DConf 2019: Shepherd's Pie Edition

Johannes Loher johannes.loher at fg4f.de
Sat Dec 22 16:35:27 UTC 2018


On Saturday, 22 December 2018 at 15:11:10 UTC, Joakim wrote:
> On Saturday, 22 December 2018 at 14:26:29 UTC, Atila Neves 
> wrote:
>> On Saturday, 22 December 2018 at 13:46:39 UTC, Joakim wrote:
>>> On Saturday, 22 December 2018 at 12:18:25 UTC, Mike Parker 
>>> wrote:
>>
>>> The egregious waste of time and resources of this DConf 
>>> format strongly signals that D is not a serious effort to 
>>> build a used language,
>>
>> It's the same signal being emitted by all of these "failures" 
>> as well:
>>
>> Go: https://twitter.com/dgryski/status/1034939523736600576
>> Rust: https://rustconf.com/
>> Clojure: https://clojure.org/community/events
>> Haskell: https://wiki.haskell.org/Conferences
>> C++: https://cppcon.org/ https://cpponsea.uk/ 
>> http://cppnow.org/ https://meetingcpp.com/
>>
>> etc.
>>
>> To me it's obvious from that short list that took me less than 
>> 5min to come up with that conferences aren't a dying format. I 
>> gave up on C++ conferences after the 4th link, there are just 
>> too many.
>
> The fact that a short list of conferences still exists at all 
> somehow makes it "obvious" to you that they're not dying? Did 
> you even look at my second link that actually tallies some 
> numbers for a particular tech market?
>
> It is true that a few conferences are still being done, even my 
> second link above never said they're _all_ gone. But simply 
> saying some are still following this outdated ritual is not an 
> argument for continuing it, nor does it contradict anything I 
> said about the number of conferences going down.
>
>> If you don't like conferences you don't have to go.
>
> This has nothing do me: I've never been to DConf or most any 
> other tech conference and likely never will. This is about 
> whether the D team should be wasting time with this dying 
> format.
>
>> I for one am excited about being in London in May. Please 
>> don't sour it for other who think/feel like I do.
>
> Heh, so that's your two big arguments for why the conference 
> format should continue: other languages are doing it and you 
> want to visit London in May? You are exemplifying the mindset 
> that I'm pointing out with these flimsy arguments, everything 
> that is wrong with D and DConf.

We talked a great deal about this in your thread 
(https://forum.dlang.org/thread/ogrdeyojqzosvjnthpsi@forum.dlang.org). I believe the main takeaway from that discussion was that many of us disagree with your opinion to at least some degree.

I know that you are very convinced about your idea of how we 
should do DConf being superior and that is OK. Maybe you are just 
ahead of time in this case, I don't know.
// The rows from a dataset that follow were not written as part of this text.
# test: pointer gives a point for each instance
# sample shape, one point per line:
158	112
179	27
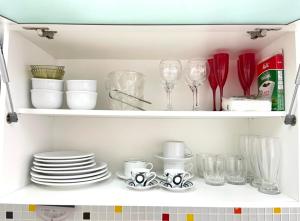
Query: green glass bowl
47	71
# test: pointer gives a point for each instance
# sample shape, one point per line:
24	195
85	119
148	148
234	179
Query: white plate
100	166
188	186
65	168
62	177
186	157
72	184
62	155
122	176
47	165
84	179
152	184
65	160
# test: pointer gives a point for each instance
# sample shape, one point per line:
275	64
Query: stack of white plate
67	168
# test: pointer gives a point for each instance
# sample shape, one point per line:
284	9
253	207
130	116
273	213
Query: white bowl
49	84
82	85
46	99
81	100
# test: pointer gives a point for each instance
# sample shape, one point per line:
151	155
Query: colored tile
165	217
86	216
189	217
9	215
237	210
276	210
118	209
31	208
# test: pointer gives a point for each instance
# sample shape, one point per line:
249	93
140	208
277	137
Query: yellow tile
118	209
276	210
189	217
31	208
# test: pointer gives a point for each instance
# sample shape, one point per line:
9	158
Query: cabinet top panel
151	12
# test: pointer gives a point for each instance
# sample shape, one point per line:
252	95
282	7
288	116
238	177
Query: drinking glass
214	170
268	162
170	71
244	148
246	70
254	143
221	63
236	170
212	80
200	163
195	73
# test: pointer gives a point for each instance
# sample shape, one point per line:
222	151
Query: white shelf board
115	192
151	114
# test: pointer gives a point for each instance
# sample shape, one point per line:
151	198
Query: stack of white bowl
81	94
47	93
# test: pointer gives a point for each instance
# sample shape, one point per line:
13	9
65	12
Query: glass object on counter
268	163
170	71
195	74
212	80
214	170
236	170
221	63
120	83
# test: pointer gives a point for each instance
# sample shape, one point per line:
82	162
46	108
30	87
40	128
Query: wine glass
195	73
246	70
212	79
221	63
170	71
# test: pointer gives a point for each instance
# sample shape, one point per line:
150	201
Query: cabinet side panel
30	134
289	173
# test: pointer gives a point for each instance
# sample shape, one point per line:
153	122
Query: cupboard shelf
150	114
114	192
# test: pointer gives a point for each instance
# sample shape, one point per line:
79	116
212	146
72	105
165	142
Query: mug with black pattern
142	176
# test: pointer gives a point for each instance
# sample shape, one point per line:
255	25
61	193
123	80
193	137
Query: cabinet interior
91	52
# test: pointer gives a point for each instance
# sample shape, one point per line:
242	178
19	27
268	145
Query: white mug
142	176
129	165
180	165
175	149
176	178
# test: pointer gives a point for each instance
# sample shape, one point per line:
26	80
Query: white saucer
187	186
77	180
72	184
64	168
122	176
62	155
47	165
152	184
161	176
186	157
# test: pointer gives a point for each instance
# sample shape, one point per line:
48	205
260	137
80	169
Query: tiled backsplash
119	213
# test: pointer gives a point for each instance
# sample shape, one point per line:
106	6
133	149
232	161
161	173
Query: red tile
165	217
237	210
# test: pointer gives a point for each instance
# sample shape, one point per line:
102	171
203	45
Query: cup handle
189	167
188	151
187	176
149	164
151	177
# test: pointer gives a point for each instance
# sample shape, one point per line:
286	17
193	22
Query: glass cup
214	170
268	162
254	144
236	170
244	148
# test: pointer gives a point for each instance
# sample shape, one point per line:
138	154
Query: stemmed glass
212	79
246	71
221	63
170	71
195	73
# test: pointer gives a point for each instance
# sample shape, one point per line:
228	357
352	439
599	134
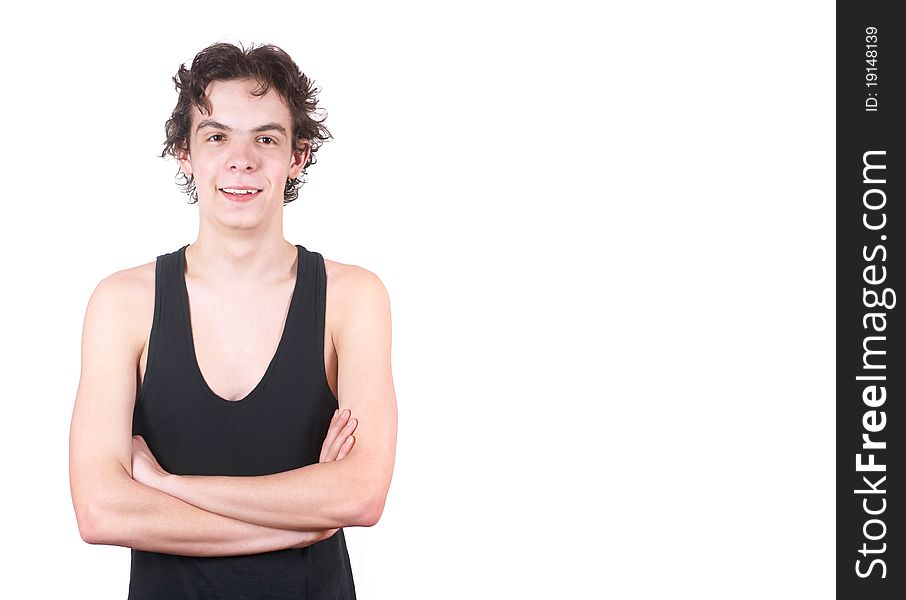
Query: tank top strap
305	326
167	344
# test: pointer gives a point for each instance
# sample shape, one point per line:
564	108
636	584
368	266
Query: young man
212	431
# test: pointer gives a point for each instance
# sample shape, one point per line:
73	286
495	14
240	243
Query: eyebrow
218	125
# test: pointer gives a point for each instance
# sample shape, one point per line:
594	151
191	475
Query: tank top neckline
190	338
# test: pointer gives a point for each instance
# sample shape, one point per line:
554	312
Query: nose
242	158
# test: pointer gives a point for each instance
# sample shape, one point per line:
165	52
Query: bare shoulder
354	294
126	297
349	283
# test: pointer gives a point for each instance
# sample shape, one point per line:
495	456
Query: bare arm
112	508
342	493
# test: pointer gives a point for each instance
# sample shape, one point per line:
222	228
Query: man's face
241	154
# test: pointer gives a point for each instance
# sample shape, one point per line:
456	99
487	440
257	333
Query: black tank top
280	425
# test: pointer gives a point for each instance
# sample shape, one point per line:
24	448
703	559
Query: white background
608	239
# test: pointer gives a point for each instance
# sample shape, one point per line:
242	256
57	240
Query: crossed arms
122	497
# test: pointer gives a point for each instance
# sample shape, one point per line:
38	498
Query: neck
234	262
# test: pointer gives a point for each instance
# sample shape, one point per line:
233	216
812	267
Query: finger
346	447
336	424
341	439
333	451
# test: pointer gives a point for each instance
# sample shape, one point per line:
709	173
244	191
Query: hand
337	444
145	468
339	440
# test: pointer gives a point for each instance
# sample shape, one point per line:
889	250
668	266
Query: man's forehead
233	103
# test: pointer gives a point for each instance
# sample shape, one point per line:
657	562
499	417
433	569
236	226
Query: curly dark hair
270	67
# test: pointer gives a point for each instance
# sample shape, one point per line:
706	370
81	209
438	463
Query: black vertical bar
871	378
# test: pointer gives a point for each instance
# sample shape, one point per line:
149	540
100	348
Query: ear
185	161
299	158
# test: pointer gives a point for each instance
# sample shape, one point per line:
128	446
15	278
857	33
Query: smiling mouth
240	194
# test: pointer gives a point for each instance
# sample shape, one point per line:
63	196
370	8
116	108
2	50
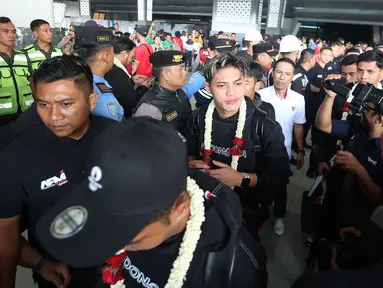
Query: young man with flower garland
236	143
166	221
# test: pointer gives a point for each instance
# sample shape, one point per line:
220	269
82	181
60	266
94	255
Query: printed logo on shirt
224	151
137	275
112	108
103	88
54	181
373	162
171	116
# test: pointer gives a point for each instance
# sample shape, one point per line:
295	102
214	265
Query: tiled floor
286	254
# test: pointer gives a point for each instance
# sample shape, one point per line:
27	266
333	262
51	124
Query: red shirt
178	42
203	54
143	52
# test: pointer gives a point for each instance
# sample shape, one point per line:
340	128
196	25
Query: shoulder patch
171	116
112	109
103	88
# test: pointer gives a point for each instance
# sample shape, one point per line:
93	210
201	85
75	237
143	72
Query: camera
361	95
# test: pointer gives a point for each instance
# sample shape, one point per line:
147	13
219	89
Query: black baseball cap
167	58
267	48
136	170
142	30
221	45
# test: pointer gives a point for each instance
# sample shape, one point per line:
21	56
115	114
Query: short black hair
284	60
352	50
63	68
4	20
306	55
349	60
372	56
255	71
123	44
35	24
88	51
325	48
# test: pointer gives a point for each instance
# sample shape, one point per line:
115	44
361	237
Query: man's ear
93	97
207	87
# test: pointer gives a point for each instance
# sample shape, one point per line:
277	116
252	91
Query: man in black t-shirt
43	165
234	142
141	197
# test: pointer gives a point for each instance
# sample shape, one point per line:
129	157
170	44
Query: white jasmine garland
238	132
190	239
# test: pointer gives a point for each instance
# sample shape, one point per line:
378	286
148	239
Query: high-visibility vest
36	56
15	90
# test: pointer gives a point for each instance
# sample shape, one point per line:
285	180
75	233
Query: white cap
289	43
253	35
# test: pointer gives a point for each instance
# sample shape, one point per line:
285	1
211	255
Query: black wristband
39	266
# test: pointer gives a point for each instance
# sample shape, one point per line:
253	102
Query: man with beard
42	49
166	100
258	157
43	165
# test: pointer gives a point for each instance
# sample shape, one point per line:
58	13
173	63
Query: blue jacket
195	83
107	104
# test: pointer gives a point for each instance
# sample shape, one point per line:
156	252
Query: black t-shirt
266	156
39	168
123	89
151	268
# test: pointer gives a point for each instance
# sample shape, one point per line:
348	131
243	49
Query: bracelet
39	266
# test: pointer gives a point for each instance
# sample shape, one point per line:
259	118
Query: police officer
45	164
196	82
100	59
166	100
15	91
42	49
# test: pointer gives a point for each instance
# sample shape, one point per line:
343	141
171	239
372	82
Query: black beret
167	58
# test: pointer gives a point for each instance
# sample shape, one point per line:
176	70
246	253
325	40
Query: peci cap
167	58
267	48
142	30
136	170
221	45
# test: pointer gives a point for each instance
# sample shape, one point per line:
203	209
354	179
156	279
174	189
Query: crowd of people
128	173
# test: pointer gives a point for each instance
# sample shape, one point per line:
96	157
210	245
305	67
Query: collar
119	65
275	93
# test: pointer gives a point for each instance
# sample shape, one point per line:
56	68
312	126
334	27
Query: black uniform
333	67
170	106
264	153
37	170
173	106
124	90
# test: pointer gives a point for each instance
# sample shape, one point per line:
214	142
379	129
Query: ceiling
369	12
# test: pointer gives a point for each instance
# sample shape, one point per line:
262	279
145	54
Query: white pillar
22	12
237	16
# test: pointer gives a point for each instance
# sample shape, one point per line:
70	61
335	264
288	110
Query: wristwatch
245	181
39	266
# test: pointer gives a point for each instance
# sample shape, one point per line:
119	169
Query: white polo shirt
288	111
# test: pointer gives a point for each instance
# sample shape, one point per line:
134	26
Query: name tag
6	106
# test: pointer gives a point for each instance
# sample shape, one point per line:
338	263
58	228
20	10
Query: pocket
6	80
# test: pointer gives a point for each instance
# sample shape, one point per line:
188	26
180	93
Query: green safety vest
14	85
36	56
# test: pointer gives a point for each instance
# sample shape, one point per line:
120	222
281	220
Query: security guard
196	82
166	100
42	49
100	56
15	91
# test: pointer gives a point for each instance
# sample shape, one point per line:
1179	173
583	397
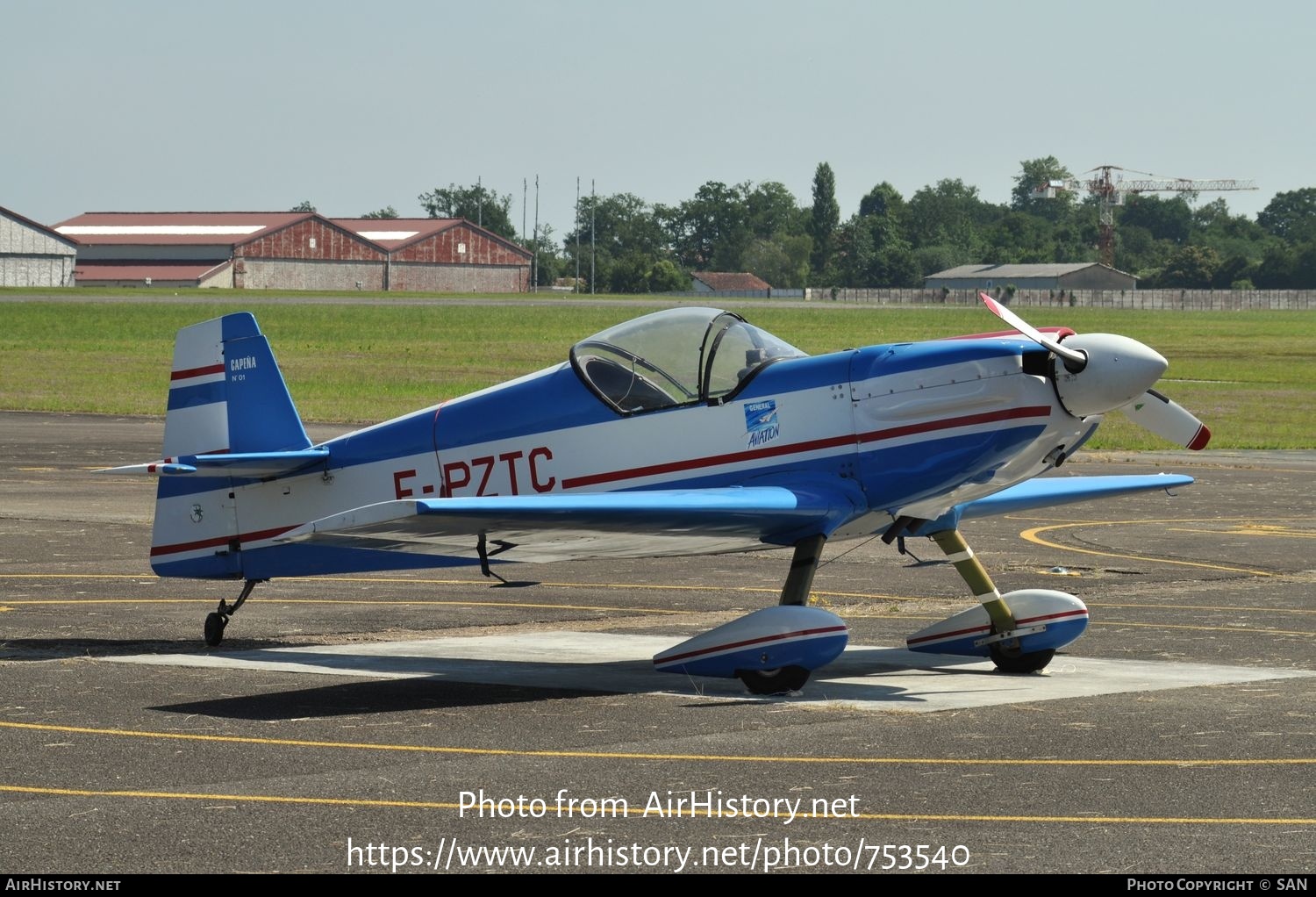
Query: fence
1145	299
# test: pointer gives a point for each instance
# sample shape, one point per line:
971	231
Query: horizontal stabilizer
591	525
247	465
1049	492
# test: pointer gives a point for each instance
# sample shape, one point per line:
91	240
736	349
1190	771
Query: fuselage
913	428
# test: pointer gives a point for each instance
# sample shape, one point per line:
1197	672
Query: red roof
395	233
731	282
178	228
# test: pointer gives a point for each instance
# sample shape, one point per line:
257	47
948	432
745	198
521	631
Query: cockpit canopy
676	357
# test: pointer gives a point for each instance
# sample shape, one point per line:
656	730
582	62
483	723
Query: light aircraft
687	431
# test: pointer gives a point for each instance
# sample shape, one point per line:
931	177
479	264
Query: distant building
726	283
445	255
32	255
292	250
1082	276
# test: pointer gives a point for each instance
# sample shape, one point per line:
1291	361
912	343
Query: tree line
626	244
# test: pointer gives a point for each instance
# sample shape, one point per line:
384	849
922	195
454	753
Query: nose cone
1118	370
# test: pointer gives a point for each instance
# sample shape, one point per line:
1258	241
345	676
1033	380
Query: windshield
674	357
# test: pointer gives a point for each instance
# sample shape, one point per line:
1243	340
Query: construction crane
1111	192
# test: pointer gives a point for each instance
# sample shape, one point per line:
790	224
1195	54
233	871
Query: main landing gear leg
1005	647
218	620
799	581
805	564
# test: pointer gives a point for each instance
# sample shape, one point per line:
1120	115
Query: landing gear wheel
1010	660
215	623
774	681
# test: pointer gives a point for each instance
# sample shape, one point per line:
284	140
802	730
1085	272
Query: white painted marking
870	678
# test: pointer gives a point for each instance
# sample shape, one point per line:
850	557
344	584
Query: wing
255	465
1048	492
647	523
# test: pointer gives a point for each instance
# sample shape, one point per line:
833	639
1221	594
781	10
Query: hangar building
32	255
291	250
445	255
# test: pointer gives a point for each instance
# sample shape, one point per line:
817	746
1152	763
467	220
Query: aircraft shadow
60	649
368	699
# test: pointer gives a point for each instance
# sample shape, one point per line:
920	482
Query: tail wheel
1011	660
774	681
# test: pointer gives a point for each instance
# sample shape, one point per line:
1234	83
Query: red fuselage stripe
812	445
986	628
197	371
218	542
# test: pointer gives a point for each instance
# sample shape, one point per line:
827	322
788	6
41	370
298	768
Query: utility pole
594	205
576	284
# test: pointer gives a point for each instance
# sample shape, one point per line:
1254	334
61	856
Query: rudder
226	392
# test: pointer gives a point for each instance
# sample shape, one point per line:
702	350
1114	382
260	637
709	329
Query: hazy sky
257	105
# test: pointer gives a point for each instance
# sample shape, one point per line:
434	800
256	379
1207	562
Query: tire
215	625
774	681
1011	662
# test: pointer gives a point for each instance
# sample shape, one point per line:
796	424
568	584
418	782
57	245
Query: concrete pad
866	678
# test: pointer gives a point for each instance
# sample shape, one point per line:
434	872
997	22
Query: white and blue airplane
687	431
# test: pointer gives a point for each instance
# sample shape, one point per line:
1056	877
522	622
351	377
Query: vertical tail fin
225	397
226	392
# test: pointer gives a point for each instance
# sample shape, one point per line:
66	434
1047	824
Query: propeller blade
1168	419
1074	360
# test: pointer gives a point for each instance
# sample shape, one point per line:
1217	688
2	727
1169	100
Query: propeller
1103	371
1168	419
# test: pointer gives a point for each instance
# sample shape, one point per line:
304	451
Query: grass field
1249	376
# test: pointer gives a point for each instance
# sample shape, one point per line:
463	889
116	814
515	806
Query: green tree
1291	216
824	219
1037	173
949	213
665	276
476	203
884	202
1191	268
1165	219
610	228
711	231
But it is also  a fact 
that many people stated that they actually enjoy the current 
DConf format very much and believe it is not a waste of time and 
money at all. So to me, it is no surprise at all that it was 
decided to to stick with the current format.

Also I don't think this is the right place for this discussion. 
If you feel that we indeed need to rediscuss this issue, I think 
it should be done in a separate thread.